While I was driving down the trails of Cape Smokey, speeding through the roads at Souris with nothing but the stars and my high beams to light the way, I realized, for the first time in years, that I wasn’t angry, nor resentful. I was heading towards something and I didn’t have to fight for it to be mine. I wasn’t near tears nor was I holding something back inside. I had no care. I missed nobody. It would have been perfect, too perfect, to swerve down a countryside and kick the gas up to 150 km/hour and not let go, and zoom through nothingness without a soul to witness but the bats and the coyotes licking their wounds or feeding on scraps – the perfect audience. It crossed my mind more than once but nothing solid clamped it down. Even of urges, I was freed.
Tonight I find myself wanting.
I am in a maze of walls made of upturned backs and hips splayed to the side, this negative space between our bodies I try so hard to climb across – even the four hour hike up the Skyline trail didn’t take my breath away this hard.
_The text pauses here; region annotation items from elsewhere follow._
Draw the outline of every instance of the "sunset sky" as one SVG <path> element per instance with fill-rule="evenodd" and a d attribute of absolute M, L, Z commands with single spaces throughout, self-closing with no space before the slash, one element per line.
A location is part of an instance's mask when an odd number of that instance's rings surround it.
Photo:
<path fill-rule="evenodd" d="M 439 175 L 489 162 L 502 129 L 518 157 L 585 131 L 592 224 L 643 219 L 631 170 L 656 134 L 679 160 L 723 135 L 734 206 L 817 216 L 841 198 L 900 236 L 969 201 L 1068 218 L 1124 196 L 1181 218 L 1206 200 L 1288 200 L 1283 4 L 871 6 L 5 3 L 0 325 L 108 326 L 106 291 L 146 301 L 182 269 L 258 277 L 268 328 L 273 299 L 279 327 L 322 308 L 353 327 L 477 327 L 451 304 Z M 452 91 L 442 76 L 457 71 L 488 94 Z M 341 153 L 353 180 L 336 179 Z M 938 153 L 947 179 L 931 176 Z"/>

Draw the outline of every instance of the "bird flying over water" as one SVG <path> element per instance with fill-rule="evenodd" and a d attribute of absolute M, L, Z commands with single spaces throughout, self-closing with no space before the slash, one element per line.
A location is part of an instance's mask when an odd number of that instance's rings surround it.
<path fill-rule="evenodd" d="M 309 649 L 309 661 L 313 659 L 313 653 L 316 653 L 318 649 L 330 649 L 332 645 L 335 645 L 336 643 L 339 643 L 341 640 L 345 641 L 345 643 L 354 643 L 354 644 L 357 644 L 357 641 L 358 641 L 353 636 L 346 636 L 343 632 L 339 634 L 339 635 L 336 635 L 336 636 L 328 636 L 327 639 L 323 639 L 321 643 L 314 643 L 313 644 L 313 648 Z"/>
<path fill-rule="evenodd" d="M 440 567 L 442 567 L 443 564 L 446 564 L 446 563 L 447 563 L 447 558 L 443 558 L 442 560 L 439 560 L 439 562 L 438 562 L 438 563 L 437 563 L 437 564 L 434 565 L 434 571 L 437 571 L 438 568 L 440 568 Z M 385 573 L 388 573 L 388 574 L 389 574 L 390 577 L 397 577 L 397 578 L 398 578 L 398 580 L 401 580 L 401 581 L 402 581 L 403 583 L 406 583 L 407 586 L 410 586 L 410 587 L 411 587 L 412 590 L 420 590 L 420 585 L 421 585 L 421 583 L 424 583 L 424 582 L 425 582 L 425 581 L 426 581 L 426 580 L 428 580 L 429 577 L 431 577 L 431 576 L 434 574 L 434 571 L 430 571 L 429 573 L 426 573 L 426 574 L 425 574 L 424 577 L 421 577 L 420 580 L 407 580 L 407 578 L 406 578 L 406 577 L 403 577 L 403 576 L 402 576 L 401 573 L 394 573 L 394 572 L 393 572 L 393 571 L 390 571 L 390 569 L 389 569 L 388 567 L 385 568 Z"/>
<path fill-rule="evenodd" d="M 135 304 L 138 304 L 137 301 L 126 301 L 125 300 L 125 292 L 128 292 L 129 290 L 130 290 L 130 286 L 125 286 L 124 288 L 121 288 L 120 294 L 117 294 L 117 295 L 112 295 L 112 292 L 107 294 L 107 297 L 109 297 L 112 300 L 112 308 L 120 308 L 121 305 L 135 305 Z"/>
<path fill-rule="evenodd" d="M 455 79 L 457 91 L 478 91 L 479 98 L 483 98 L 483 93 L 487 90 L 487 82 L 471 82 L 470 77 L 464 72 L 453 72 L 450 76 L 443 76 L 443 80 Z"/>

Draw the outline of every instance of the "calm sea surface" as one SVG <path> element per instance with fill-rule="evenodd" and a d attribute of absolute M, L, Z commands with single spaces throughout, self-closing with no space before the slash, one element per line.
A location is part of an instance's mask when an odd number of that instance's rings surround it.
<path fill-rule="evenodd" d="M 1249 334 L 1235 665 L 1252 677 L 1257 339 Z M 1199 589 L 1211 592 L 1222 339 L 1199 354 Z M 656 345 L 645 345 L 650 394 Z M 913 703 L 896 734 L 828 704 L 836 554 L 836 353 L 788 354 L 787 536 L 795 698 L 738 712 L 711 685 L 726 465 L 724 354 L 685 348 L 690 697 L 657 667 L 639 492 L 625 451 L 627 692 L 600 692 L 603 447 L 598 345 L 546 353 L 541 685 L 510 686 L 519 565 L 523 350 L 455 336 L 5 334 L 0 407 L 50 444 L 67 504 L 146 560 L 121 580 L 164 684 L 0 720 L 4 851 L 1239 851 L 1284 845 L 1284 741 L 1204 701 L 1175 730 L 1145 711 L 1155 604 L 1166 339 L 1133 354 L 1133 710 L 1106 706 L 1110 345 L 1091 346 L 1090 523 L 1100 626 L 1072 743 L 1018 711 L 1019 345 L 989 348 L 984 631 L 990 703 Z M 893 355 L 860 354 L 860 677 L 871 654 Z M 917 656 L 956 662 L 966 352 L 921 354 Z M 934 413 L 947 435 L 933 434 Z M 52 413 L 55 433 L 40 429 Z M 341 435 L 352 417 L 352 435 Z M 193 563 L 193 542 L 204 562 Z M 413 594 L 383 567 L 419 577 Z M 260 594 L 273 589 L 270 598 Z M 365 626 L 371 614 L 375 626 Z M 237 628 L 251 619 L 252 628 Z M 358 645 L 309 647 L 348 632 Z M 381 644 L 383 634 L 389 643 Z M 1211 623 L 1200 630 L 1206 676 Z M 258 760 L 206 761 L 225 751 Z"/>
Even kayaking with a tripod in between my legs and knees was easier to maneuver than trying to read the reasons behind your words, whether or not you want me to jump, or cower.
Inside me is so much yearning for the one person I could dream a life with together, no matter how foolish, or naive, or senseless in the ways we desperately try to get to know one another knowing it would only end in hate and regret and resentment, I just want to have that chance again–to join a bed that is welcoming and tender, where I don’t have to lie on the far edge, with my arms straight down like a soldier on attention, eyes laser straight forward, stiff and steady, afraid of the slightest chance that they stray to the side and glimpse something that resembles something like hope, but not quite.